En 1722, Voltaire accompagna Mme de Rupelmonde[1] en Hollande. Il voulait voir, à Bruxelles, Rousseau, dont il plaignait les malheurs, et dont il estimait le talent poétique. L’amour de son art l’emportait sur le juste mépris que le caractère de Rousseau devait lui inspirer. Voltaire le consulta sur son poëme de la Ligue, lui lut l’Épître à Uranie, faite pour Mme de Rupelmonde, et premier monument de sa liberté de penser, comme de son talent pour traiter en vers et rendre populaires les questions de métaphysique ou de morale. De son côté, Rousseau lui récita une Ode à la Postérité, qui, comme Voltaire le lui dit alors, à ce qu’on prétend, ne devait pas aller à son adresse ; et le Jugement de Pluton, allégorie satirique, et cependant aussi promptement oubliée que l’ode. Les deux poëtes se séparèrent ennemis irréconciliables. Rousseau se déchaîna contre Voltaire, qui ne répondit qu’après quinze ans de patience. On est étonné de voir l’auteur de tant d’épigrammes licencieuses, où les ministres de la religion sont continuellement livrés à la risée et à l’opprobre, donner sérieusement, pour cause de sa haine contre Voltaire, sa contenance évaporée pendant la messe et l’Épitre à Uranie[2]. Mais Rousseau avait pris le masque de la dévotion : elle était alors un asile honorable pour ceux que l’opinion mondaine avait flétris, asile sûr et commode que malheureusement la philosophie, qui a fait tant d’autres maux, leur a fermé depuis sans retour[3].

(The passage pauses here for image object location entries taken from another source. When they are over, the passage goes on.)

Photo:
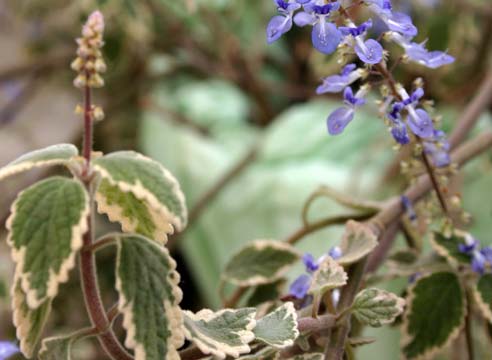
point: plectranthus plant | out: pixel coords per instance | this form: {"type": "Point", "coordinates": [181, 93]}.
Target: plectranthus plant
{"type": "Point", "coordinates": [268, 312]}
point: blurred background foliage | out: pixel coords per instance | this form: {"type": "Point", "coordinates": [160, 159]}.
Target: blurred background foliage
{"type": "Point", "coordinates": [193, 84]}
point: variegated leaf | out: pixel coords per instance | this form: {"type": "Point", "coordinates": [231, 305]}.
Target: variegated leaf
{"type": "Point", "coordinates": [483, 295]}
{"type": "Point", "coordinates": [134, 214]}
{"type": "Point", "coordinates": [224, 333]}
{"type": "Point", "coordinates": [29, 323]}
{"type": "Point", "coordinates": [59, 154]}
{"type": "Point", "coordinates": [149, 297]}
{"type": "Point", "coordinates": [330, 275]}
{"type": "Point", "coordinates": [376, 307]}
{"type": "Point", "coordinates": [358, 241]}
{"type": "Point", "coordinates": [46, 225]}
{"type": "Point", "coordinates": [260, 262]}
{"type": "Point", "coordinates": [278, 328]}
{"type": "Point", "coordinates": [436, 309]}
{"type": "Point", "coordinates": [148, 181]}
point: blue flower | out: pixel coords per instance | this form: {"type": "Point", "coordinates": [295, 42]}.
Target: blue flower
{"type": "Point", "coordinates": [419, 54]}
{"type": "Point", "coordinates": [301, 284]}
{"type": "Point", "coordinates": [337, 83]}
{"type": "Point", "coordinates": [281, 24]}
{"type": "Point", "coordinates": [480, 258]}
{"type": "Point", "coordinates": [7, 349]}
{"type": "Point", "coordinates": [369, 51]}
{"type": "Point", "coordinates": [341, 117]}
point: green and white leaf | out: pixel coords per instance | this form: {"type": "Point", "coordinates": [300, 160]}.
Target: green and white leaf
{"type": "Point", "coordinates": [266, 292]}
{"type": "Point", "coordinates": [46, 226]}
{"type": "Point", "coordinates": [29, 323]}
{"type": "Point", "coordinates": [358, 241]}
{"type": "Point", "coordinates": [260, 262]}
{"type": "Point", "coordinates": [330, 275]}
{"type": "Point", "coordinates": [224, 333]}
{"type": "Point", "coordinates": [278, 328]}
{"type": "Point", "coordinates": [147, 284]}
{"type": "Point", "coordinates": [57, 348]}
{"type": "Point", "coordinates": [377, 307]}
{"type": "Point", "coordinates": [436, 310]}
{"type": "Point", "coordinates": [149, 181]}
{"type": "Point", "coordinates": [60, 154]}
{"type": "Point", "coordinates": [448, 247]}
{"type": "Point", "coordinates": [134, 215]}
{"type": "Point", "coordinates": [483, 295]}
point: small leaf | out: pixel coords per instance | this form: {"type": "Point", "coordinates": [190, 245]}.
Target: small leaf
{"type": "Point", "coordinates": [147, 284]}
{"type": "Point", "coordinates": [46, 225]}
{"type": "Point", "coordinates": [483, 295]}
{"type": "Point", "coordinates": [266, 292]}
{"type": "Point", "coordinates": [261, 262]}
{"type": "Point", "coordinates": [278, 328]}
{"type": "Point", "coordinates": [329, 275]}
{"type": "Point", "coordinates": [29, 323]}
{"type": "Point", "coordinates": [56, 348]}
{"type": "Point", "coordinates": [435, 314]}
{"type": "Point", "coordinates": [377, 307]}
{"type": "Point", "coordinates": [449, 248]}
{"type": "Point", "coordinates": [52, 155]}
{"type": "Point", "coordinates": [358, 241]}
{"type": "Point", "coordinates": [134, 214]}
{"type": "Point", "coordinates": [224, 333]}
{"type": "Point", "coordinates": [147, 180]}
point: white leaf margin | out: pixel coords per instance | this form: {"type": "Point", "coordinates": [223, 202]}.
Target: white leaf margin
{"type": "Point", "coordinates": [246, 336]}
{"type": "Point", "coordinates": [24, 163]}
{"type": "Point", "coordinates": [55, 279]}
{"type": "Point", "coordinates": [144, 194]}
{"type": "Point", "coordinates": [174, 313]}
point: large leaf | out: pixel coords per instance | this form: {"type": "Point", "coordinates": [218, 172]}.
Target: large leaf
{"type": "Point", "coordinates": [329, 275]}
{"type": "Point", "coordinates": [358, 241]}
{"type": "Point", "coordinates": [261, 262]}
{"type": "Point", "coordinates": [448, 247]}
{"type": "Point", "coordinates": [377, 307]}
{"type": "Point", "coordinates": [278, 328]}
{"type": "Point", "coordinates": [483, 295]}
{"type": "Point", "coordinates": [147, 284]}
{"type": "Point", "coordinates": [435, 314]}
{"type": "Point", "coordinates": [45, 227]}
{"type": "Point", "coordinates": [222, 333]}
{"type": "Point", "coordinates": [29, 323]}
{"type": "Point", "coordinates": [134, 214]}
{"type": "Point", "coordinates": [52, 155]}
{"type": "Point", "coordinates": [147, 180]}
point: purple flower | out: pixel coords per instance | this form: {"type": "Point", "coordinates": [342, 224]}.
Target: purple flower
{"type": "Point", "coordinates": [300, 286]}
{"type": "Point", "coordinates": [341, 117]}
{"type": "Point", "coordinates": [7, 349]}
{"type": "Point", "coordinates": [336, 83]}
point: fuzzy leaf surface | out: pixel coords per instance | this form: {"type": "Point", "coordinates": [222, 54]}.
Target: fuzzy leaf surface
{"type": "Point", "coordinates": [59, 154]}
{"type": "Point", "coordinates": [134, 215]}
{"type": "Point", "coordinates": [449, 248]}
{"type": "Point", "coordinates": [377, 307]}
{"type": "Point", "coordinates": [278, 328]}
{"type": "Point", "coordinates": [483, 295]}
{"type": "Point", "coordinates": [223, 333]}
{"type": "Point", "coordinates": [358, 241]}
{"type": "Point", "coordinates": [46, 225]}
{"type": "Point", "coordinates": [148, 181]}
{"type": "Point", "coordinates": [260, 262]}
{"type": "Point", "coordinates": [29, 323]}
{"type": "Point", "coordinates": [147, 284]}
{"type": "Point", "coordinates": [330, 275]}
{"type": "Point", "coordinates": [435, 314]}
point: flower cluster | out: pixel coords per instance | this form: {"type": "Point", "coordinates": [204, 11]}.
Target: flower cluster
{"type": "Point", "coordinates": [300, 286]}
{"type": "Point", "coordinates": [480, 257]}
{"type": "Point", "coordinates": [405, 116]}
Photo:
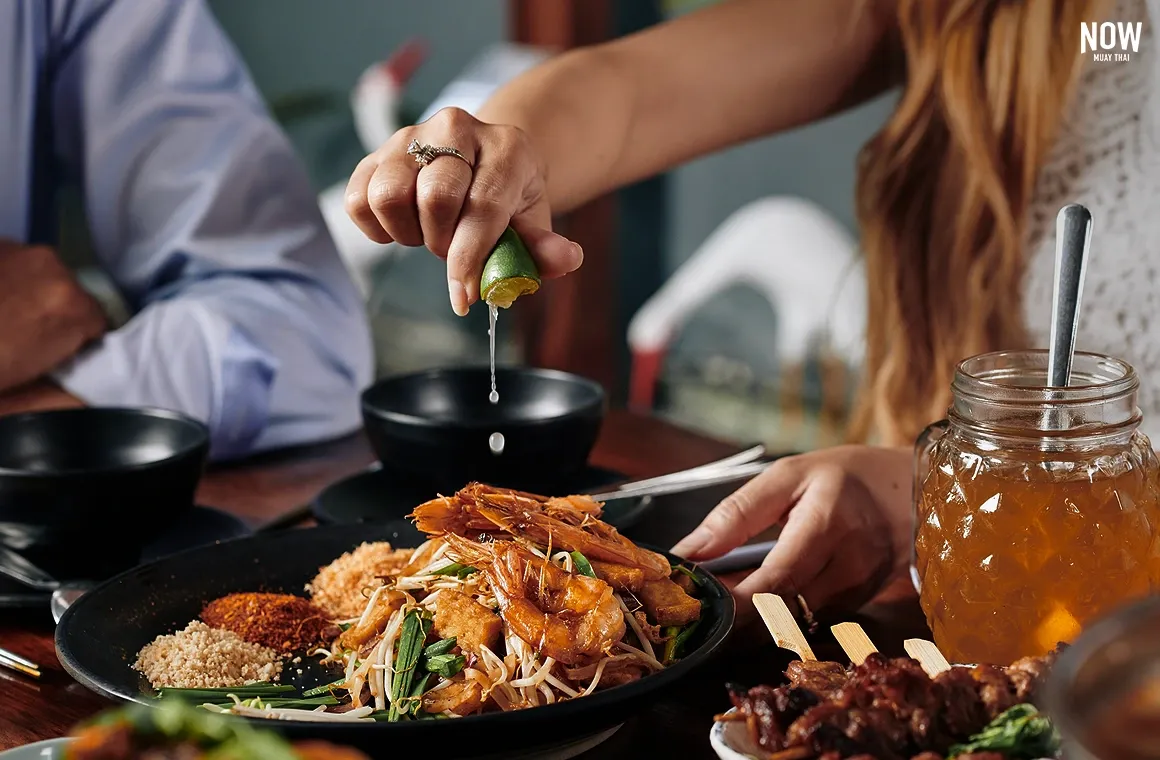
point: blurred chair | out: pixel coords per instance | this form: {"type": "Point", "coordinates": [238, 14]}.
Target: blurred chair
{"type": "Point", "coordinates": [794, 253]}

En 1724, Voltaire donna Mariamne[4]. C’était le sujet d’Artémire sous des noms nouveaux, avec une intrigue moins compliquée et moins romanesque ; mais c’était surtout le style de Racine. La pièce fut jouée quarante fois. L’auteur combattit, dans la préface, l’opinion de Lamotte[5], qui, né avec beaucoup d’esprit et de raison, mais peu sensible à l’harmonie, ne trouvait dans les vers d’autre mérite que celui de la difficulté vaincue, et ne voyait dans la poésie qu’une forme de convention, imaginée pour soulager la mémoire, et à laquelle l’habitude seule faisait trouver des charmes. Dans ses lettres imprimées à la fin d’Œdipe[6], il avait déjà combattu le même poëte, qui regardait la règle des trois unités comme un autre préjugé.

  1. Voyez la note sur cette dame, tome IX, page 357.
  2. Voyez cette pièce, tome IX, page 358.
  3. Voltaire était de retour en France à la fin de 1722. Ce fut à la fin de 1723 qu’il eut la petite vérole, au château de Maisons, près de Saint-Germain-en-Laye ; voyez sa lettre au baron de Breteuil, tome XXXIII, page 100.
  4. Le 6 mars ; voyez tome II, page 157.
  5. Ce n’est pas dans la préface de Mariamne, mais dans la seconde préface d’Œdipe (1730), que Voltaire combat les sentiments de Lamotte ; voyez tome II, page 47.
  6. Voyez ces Lettres en tête d’Œdipe, tome II, page 11.